Pada musim 2016/2017 beberapa klub juga mengalami kerugian karena pemain yang didatangkan gagal memenuhi ekspektasi. Barcelona misalnya yang menderita kerugian secara materil karena beberapa rekrutannya seperti Jasper Cillesen, Denis Suarez, Lucas Digne, hingga Paco Alcacer gagal bersinar di Nou Camp. Mereka bahkan jarang diturunkan.

Ada Beberapa Faktor

Tidak ada yang patut untuk disalahkan atau menanggung beban dosa dalam kasus pembelian gagal yang dilakukan oleh sebuah kesebelasan. Sebab tidak ada hitungan pasti soal performa seorang pemain ketika berada di klub baru.

Selain itu gagal meningkatnya performa pemain setelah pindah dari satu klub ke klub lain juga dipengaruhi oleh banyak faktor. Salah satunya ketidakcocokan atau kesulitan beradaptasi dengan skema yang diterapkan oleh pelatih di klub barunya.

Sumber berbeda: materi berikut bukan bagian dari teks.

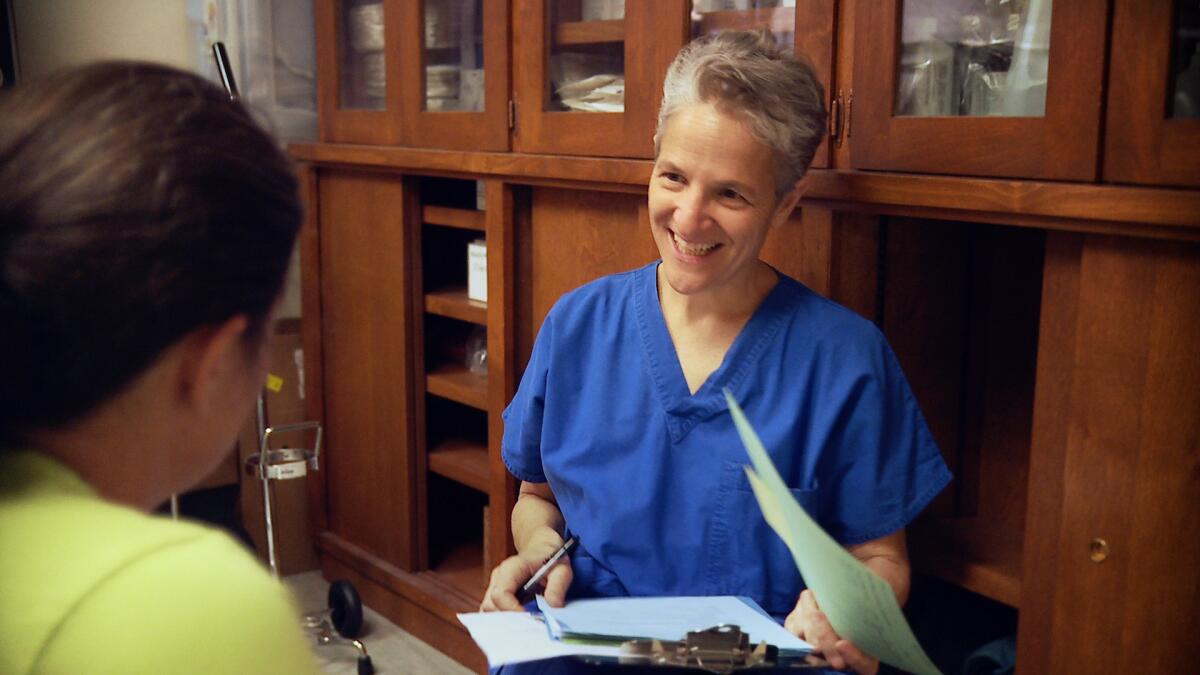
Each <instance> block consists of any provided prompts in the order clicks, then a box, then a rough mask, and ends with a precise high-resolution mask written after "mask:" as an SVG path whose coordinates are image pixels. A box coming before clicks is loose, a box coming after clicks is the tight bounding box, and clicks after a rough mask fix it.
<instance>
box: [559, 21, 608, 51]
mask: <svg viewBox="0 0 1200 675" xmlns="http://www.w3.org/2000/svg"><path fill="white" fill-rule="evenodd" d="M624 41H625V19H607V20H598V22H565V23H560V24H557V25H556V26H554V43H556V44H560V46H562V44H606V43H611V42H624Z"/></svg>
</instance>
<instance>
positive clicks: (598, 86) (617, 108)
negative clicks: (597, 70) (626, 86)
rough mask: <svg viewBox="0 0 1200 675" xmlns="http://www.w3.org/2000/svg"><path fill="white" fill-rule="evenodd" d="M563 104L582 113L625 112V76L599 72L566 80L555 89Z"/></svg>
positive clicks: (566, 106) (614, 112) (606, 112)
mask: <svg viewBox="0 0 1200 675" xmlns="http://www.w3.org/2000/svg"><path fill="white" fill-rule="evenodd" d="M557 92H558V96H559V98H560V100H562V101H563V106H565V107H566V108H569V109H571V110H580V112H584V113H623V112H625V78H624V77H623V76H619V74H612V73H600V74H594V76H590V77H586V78H583V79H580V80H576V82H568V83H566V84H564V85H562V86H559V88H558V89H557Z"/></svg>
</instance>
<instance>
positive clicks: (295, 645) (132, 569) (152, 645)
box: [35, 532, 319, 675]
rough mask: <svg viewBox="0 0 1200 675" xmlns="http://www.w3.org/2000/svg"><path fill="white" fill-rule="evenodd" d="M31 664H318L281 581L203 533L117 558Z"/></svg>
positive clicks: (232, 547)
mask: <svg viewBox="0 0 1200 675" xmlns="http://www.w3.org/2000/svg"><path fill="white" fill-rule="evenodd" d="M35 671H37V673H96V674H104V673H113V674H118V673H180V674H185V675H186V674H193V673H194V674H210V673H278V674H305V673H313V674H316V673H319V668H318V665H317V661H316V658H314V656H313V653H312V647H311V646H310V645H308V641H307V640H306V639H305V637H304V633H302V632H301V629H300V613H299V610H298V609H295V607H294V605H293V603H292V599H290V595H289V592H288V591H287V589H286V587H284V586H282V585H281V584H280V583H278V581H276V580H274V579H271V577H270V575H269V574H268V572H266V571H265V569H264V568H263V567H262V566H260V565H259V563H258V561H257V560H254V558H253V557H251V556H250V555H248V554H247V552H246V551H245V550H244V549H242V548H241V546H240V545H238V544H236V543H235V542H234V540H233V539H230V538H229V537H227V536H224V534H222V533H217V532H208V533H204V534H203V536H200V537H196V538H193V539H188V540H185V542H173V543H169V544H164V545H163V546H162V548H158V549H155V550H152V551H149V552H146V554H144V555H142V556H139V557H137V558H134V560H132V561H131V562H128V563H127V565H125V566H122V567H121V568H119V569H118V571H115V572H114V573H113V574H110V575H109V577H108V578H106V579H104V580H103V581H102V583H101V584H98V585H97V586H96V587H94V589H92V590H90V591H89V592H88V593H86V595H85V596H84V597H83V598H82V599H80V602H79V603H78V604H77V605H76V608H73V609H72V611H71V613H70V614H68V615H67V616H66V617H65V619H64V622H62V623H61V625H60V626H59V628H58V629H56V631H55V633H54V635H53V637H52V638H50V640H49V641H48V643H47V646H46V647H44V650H43V652H42V655H41V657H40V658H38V661H37V665H36V668H35Z"/></svg>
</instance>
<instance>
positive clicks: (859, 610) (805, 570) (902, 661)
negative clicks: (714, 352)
mask: <svg viewBox="0 0 1200 675" xmlns="http://www.w3.org/2000/svg"><path fill="white" fill-rule="evenodd" d="M725 399H726V401H727V402H728V405H730V413H731V414H732V416H733V424H734V425H736V426H737V429H738V435H739V436H740V437H742V443H743V444H744V446H745V447H746V452H748V453H749V454H750V461H751V464H754V468H752V470H751V468H750V467H746V477H748V478H749V479H750V486H751V488H752V489H754V494H755V497H756V498H757V500H758V506H760V507H761V508H762V513H763V518H766V520H767V524H768V525H770V526H772V528H773V530H775V532H776V533H779V536H780V538H782V539H784V543H786V544H787V548H788V550H791V552H792V557H793V558H794V561H796V567H797V568H798V569H799V571H800V577H803V578H804V584H805V585H806V586H808V587H809V589H811V590H812V593H814V595H816V598H817V603H820V604H821V611H823V613H824V614H826V616H827V617H828V619H829V623H830V625H832V626H833V629H834V631H835V632H836V633H838V634H839V635H841V637H842V638H845V639H847V640H850V641H852V643H854V645H856V646H858V647H859V649H862V650H863V651H864V652H866V653H870V655H872V656H875V657H877V658H878V659H880V661H883V662H884V663H889V664H892V665H895V667H898V668H900V669H902V670H908V671H910V673H914V674H916V675H941V671H940V670H938V669H937V667H936V665H934V662H932V661H930V659H929V656H926V655H925V651H924V650H922V649H920V644H918V643H917V638H916V635H913V634H912V628H910V627H908V621H907V620H905V617H904V613H901V611H900V604H899V603H896V597H895V593H894V592H893V591H892V586H889V585H888V583H887V581H884V580H883V579H881V578H880V577H878V575H877V574H875V573H874V572H871V571H870V569H868V568H866V567H865V566H864V565H863V563H862V562H859V561H858V560H856V558H854V556H852V555H850V552H848V551H847V550H846V549H845V548H842V545H841V544H839V543H838V542H835V540H834V539H833V537H830V536H829V534H827V533H826V531H824V530H822V528H821V526H820V525H817V524H816V521H815V520H812V519H811V518H810V516H809V514H808V513H805V510H804V508H803V507H800V504H799V503H797V502H796V498H794V497H792V492H791V490H788V488H787V485H786V484H785V483H784V479H782V478H780V476H779V471H778V470H776V468H775V465H774V462H772V461H770V455H768V454H767V450H766V448H763V446H762V441H760V440H758V435H757V434H755V431H754V428H752V426H750V422H749V420H748V419H746V418H745V414H744V413H743V412H742V408H740V407H739V406H738V404H737V401H736V400H733V396H732V395H731V394H730V390H728V389H726V390H725Z"/></svg>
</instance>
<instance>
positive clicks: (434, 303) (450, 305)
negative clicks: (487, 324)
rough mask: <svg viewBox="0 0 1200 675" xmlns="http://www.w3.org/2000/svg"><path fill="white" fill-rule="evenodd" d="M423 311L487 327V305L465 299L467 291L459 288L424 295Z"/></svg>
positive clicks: (466, 296)
mask: <svg viewBox="0 0 1200 675" xmlns="http://www.w3.org/2000/svg"><path fill="white" fill-rule="evenodd" d="M425 311H427V312H430V313H436V315H438V316H444V317H449V318H456V319H458V321H466V322H469V323H475V324H479V325H487V303H480V301H479V300H472V299H470V298H468V297H467V289H466V288H463V287H461V286H460V287H456V288H445V289H442V291H434V292H432V293H426V294H425Z"/></svg>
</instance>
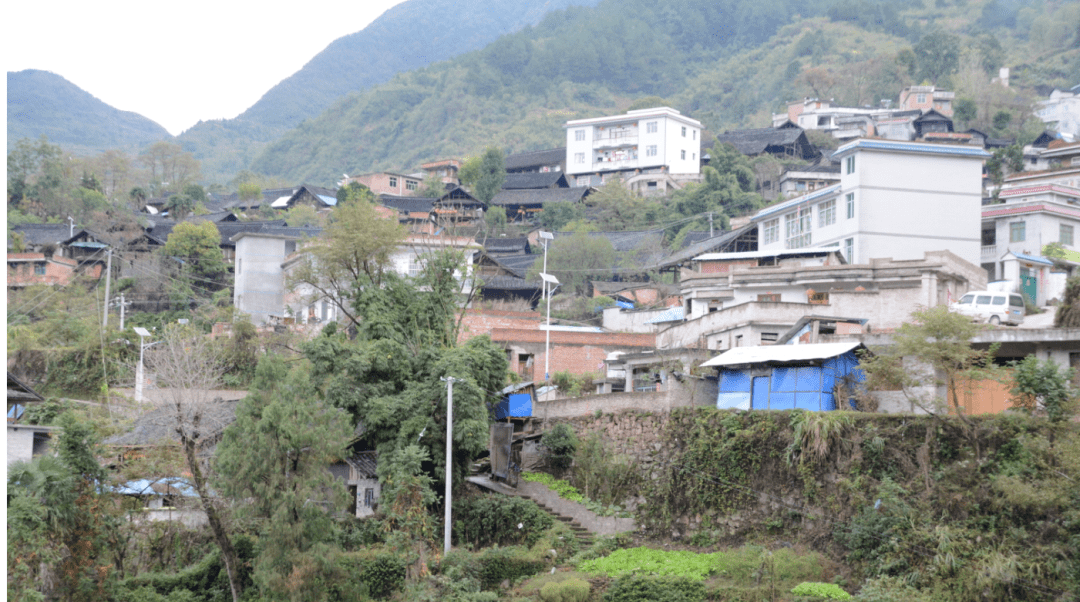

Atau bahkan dengan gaya permainan atau atmosfer kompetisi yang berbeda. Contohnya adalah Claudio Bravo yang sebelumnya begitu tangguh di bawah mistar Barcelona. Namun ketika pindah ke Manchester City pada 2016 lalu, penjaga gawang asal Chili itu lebih banyak dijadikan pelapis bagi Willy Caballero oleh Joseph Guardiola.

Ada pula yang meredup sinar kebintangannya karena sang pemain gagal bersaing dengan pemain lama. Contohnya adalah Jese yang menjadi pembelian gagal Paris saint Germain (PSG) pada musim lalu. Penyerang asal Spanyol itu kalah saing dengan beberapa penyerang PSG seperti Edinson Cavani, Angel Di Maria, atau bahkan Lucas Moura. Selain itu, Jese juga kerap tampil di bawah form terbaiknya. Akibatnya ia kemudian kesulitan mendapat tempat dan akhirnya dipinjamkan ke Las Palmas.

***

Menilai kegagalan atau keberhasilan transfer yang dilakukan kesebelasan memang hanya bisa dilihat dari performa dan kontribusi dari pemain itu sendiri, saat kompetisi sudah bergulir. Artinya tidak ada yang pasti dalam sebuah proses transfer.

Tidak ada jaminan bahwa pemain dengan label harga mahal juga statistik mengagumkan di klub sebelumnya bisa bersinar di tim barunya. Intinya tidak ada yang pasti dalam sepakbola, sekalipun itu soal pemilihan pemain di bursa transfer.

Meski sulit dihindari, namun kesalahan di bursa transfer sebenarnya bisa sedikit diminimalisir. Salah satunya dengan meredam ego atau gengsi untuk merekrut pemain berlabel bintang dengan harga mahal.

Sebab tidak semua pemain dengan label tersebut bisa memberikan jaminan kejayaan bagi sebuah klub. Selain itu dibutuhkan pula kejelian dari seorang pelatih dalam urusan melihat potensi pemain buruannya itu, apakah cocok dengan skema yang ingin diterapkan atau tidak.